Ca. 1000 x 1000 x 300mm
Es muss kein neuer sein, sollte aber auch keine Beulen oder Löcher in den Wänden, Türen oder Decke ( im Boden ist okay) haben.

Vielen Dank,

Markus


----------



## Farinin (10 März 2008)

Hallo, Sarel bietet so etwas! Wir setzen die Thalassa Serie ein! Ist eine recht ordentliche Qualität! www.Sarel.de


----------



## Markus (10 März 2008)

Rittal AE1130

1000x760x300

kostet NEU ca. 160,00€

bei Schaltschränken ist gebraucht immer teuerer als neu...

Transport, Auschlachten, "Löcher stopfen" - das rechent sich nie...


----------



## jabba (10 März 2008)

Hallo markus,

er hat ja geschrieben



> Es muss kein neuer sein, sollte aber auch keine Beulen oder Löcher in den Wänden, Türen oder Decke ( im Boden ist okay) haben.


 
Hab allerdings selten einen Schrank gesehen der noch nicht mal einen Hauptschalter hatte.

Aber Spass beiseite.

Der Schrank 1000*1000*300 kostest ~200€ Netto bei Rittal.
Ob sich da ein alter lohnt, ist fraglich.

Aber die Transportkosten fallen gering aus, diabolo150973 wohnt zu Hause , ich auch


----------



## diabolo150973 (10 März 2008)

Ich bin's nochmal...

ich möchte das Teil für mich privat haben. Und ich hatte gehofft (tue es immer noch), dass vielleicht irgendwo bei einem Umbau oder ähnliches so ein Teil mal abfällt... Bei uns hatte ich schon lange kein Glück mehr. Da E-Schrott von Normalschrott getrennt werden muss, sind die ja dann schon meistens ausgeschlachtet. Ich wohne im Norden von HH und würde bis 100km fahren um das Teil abzuholen, wenn der Preis stimmt. Wenn nur ein Loch vom Hauptschalter drin ist, kann ich da auch mit leben. Wenn aber etliche Tasten und Lampen drin waren eher nicht... Oft ist das Bedienpult ja separat gewesen. 200 - 250€ für einen Neuen würden mir finanziell ganz schön weh tun, deswegen gebe ich die Hoffnung nicht auf...


----------



## da_kine (10 März 2008)

Ruf doch einfach mal ein paar der örtlichen Elektrofirmen an. Die haben meistens irgendwas rumstehen, dass man sich dann für eine kleine Spende in die Kaffeekasse abgreifen kann.

MFG

Markus


----------



## Drain (11 März 2008)

Farinin schrieb:


> Hallo, Sarel bietet so etwas! Wir setzen die Thalassa Serie ein!
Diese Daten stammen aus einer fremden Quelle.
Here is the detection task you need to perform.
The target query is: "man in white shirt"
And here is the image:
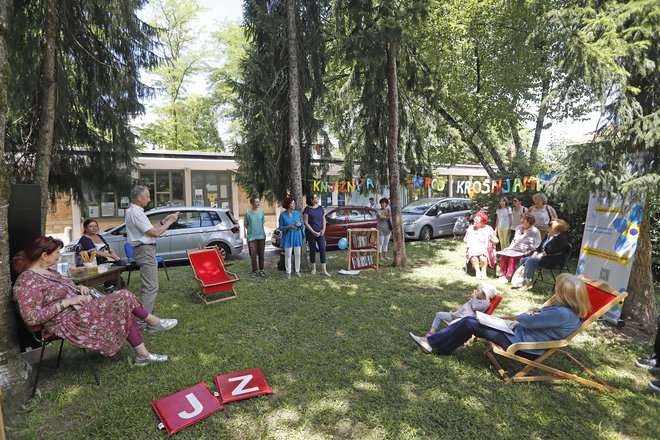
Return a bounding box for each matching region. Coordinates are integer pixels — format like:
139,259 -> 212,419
125,185 -> 179,320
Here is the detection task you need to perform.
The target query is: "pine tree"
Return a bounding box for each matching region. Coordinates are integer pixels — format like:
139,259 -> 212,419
5,0 -> 158,217
0,0 -> 30,410
234,0 -> 328,202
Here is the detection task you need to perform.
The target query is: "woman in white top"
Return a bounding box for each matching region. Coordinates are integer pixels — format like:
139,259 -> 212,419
495,197 -> 512,249
498,212 -> 541,283
509,197 -> 527,232
527,193 -> 557,240
463,212 -> 499,280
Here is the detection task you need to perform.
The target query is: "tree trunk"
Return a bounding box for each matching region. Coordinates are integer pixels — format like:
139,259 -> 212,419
436,105 -> 497,179
387,44 -> 406,267
34,0 -> 58,234
0,0 -> 30,418
529,77 -> 550,167
509,121 -> 522,169
286,0 -> 303,211
621,201 -> 657,333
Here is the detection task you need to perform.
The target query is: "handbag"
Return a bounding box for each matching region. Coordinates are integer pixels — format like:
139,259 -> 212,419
511,264 -> 525,288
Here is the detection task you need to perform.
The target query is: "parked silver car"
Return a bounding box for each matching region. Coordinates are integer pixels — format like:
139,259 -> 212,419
66,206 -> 243,261
401,197 -> 474,241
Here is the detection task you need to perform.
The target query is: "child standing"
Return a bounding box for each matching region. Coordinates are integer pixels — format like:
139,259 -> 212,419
495,197 -> 513,249
426,283 -> 499,338
454,212 -> 472,240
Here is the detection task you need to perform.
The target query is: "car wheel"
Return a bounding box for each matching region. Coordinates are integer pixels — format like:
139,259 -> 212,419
419,226 -> 433,241
214,242 -> 231,260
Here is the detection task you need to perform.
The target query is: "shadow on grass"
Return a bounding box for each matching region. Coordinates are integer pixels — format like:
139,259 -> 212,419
10,240 -> 660,439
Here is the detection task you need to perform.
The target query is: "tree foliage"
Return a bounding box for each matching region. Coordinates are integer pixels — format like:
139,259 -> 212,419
140,0 -> 224,151
5,0 -> 157,204
234,0 -> 328,200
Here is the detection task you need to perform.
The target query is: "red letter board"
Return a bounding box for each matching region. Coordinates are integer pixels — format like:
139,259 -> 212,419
215,368 -> 273,404
151,382 -> 222,435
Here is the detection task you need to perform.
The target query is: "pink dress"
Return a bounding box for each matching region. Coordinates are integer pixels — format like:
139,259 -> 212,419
463,225 -> 497,267
14,270 -> 140,356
Ist eine recht ordentliche Qualität! www.Sarel.de



Ihr setzt Kunststoffgehäuse ein? Wann sind diese denen aus Metal vorzuziehen?

Grüße Drain


----------



## gravieren (11 März 2008)

Hi

Hab einen rumliegen.

Metall,  120 x 80 x 30 cm  .

Seitlich  Hauptschalter und 3 Taster.

Jeweils   links und rechts   je 2  löcher ca. 8 mm.
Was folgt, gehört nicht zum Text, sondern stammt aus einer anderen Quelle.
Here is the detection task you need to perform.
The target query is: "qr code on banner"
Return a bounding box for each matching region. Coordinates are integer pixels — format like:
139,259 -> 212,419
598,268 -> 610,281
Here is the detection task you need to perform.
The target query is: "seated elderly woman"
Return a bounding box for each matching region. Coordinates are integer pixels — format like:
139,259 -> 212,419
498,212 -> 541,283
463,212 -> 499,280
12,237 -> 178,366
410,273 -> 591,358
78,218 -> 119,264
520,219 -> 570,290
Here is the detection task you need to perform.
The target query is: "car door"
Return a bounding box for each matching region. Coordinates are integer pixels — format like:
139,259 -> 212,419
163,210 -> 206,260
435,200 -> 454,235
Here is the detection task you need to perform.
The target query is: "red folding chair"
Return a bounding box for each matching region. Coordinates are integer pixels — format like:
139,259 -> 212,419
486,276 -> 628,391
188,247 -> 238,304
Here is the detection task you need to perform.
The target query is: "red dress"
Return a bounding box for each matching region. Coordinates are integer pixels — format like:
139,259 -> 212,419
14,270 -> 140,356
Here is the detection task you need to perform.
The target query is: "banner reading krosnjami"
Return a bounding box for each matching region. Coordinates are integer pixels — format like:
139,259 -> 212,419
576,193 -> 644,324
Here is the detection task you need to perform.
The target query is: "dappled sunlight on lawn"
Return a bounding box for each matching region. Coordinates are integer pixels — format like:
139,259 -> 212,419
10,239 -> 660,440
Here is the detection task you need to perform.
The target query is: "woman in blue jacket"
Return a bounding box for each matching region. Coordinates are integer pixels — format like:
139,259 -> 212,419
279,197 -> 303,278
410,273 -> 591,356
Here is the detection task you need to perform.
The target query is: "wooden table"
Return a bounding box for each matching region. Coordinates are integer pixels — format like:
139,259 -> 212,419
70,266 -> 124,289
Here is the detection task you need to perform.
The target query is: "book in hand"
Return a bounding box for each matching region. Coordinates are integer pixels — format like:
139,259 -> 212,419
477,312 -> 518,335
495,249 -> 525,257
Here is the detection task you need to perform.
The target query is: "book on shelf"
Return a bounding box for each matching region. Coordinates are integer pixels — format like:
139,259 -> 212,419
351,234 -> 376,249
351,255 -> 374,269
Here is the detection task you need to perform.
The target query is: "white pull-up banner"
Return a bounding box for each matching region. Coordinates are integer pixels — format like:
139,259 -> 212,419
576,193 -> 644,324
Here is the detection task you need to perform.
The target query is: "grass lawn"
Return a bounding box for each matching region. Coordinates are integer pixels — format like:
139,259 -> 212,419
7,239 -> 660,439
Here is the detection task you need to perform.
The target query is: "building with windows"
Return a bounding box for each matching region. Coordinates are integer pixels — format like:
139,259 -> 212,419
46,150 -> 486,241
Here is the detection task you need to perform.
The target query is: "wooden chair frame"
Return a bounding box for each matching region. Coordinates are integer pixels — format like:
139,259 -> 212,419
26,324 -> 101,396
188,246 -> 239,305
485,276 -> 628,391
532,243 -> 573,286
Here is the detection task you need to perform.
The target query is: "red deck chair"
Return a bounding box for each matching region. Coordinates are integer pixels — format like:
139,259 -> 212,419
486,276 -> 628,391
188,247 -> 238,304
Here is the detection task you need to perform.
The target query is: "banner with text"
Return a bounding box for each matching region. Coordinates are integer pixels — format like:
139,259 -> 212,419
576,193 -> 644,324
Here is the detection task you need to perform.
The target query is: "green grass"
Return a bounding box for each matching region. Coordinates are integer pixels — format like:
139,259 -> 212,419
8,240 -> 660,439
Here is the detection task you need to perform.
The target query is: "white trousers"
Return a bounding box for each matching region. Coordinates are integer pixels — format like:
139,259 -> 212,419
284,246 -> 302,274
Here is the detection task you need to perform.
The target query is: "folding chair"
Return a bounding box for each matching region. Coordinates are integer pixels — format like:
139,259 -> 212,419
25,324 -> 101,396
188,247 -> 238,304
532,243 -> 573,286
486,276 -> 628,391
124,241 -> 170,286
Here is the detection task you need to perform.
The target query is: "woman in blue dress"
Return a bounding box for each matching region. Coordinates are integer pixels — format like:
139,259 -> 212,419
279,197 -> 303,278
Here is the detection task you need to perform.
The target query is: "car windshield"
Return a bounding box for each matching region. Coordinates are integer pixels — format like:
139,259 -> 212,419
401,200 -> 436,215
Zustand würde ich sagen gut.
Montageplatte mit einigen Teile auch "Innendrin"


PLZ wäre   92708.

Bei Interesse kurze Mail.


----------



## diabolo150973 (12 März 2008)

Bitte nicht aufhören mit den Vorschlägen...
Ab einer Größe von 800x800x25 ist alles in ordnung (solange es ins auto passt)

Danke!

MfG,

Markus


----------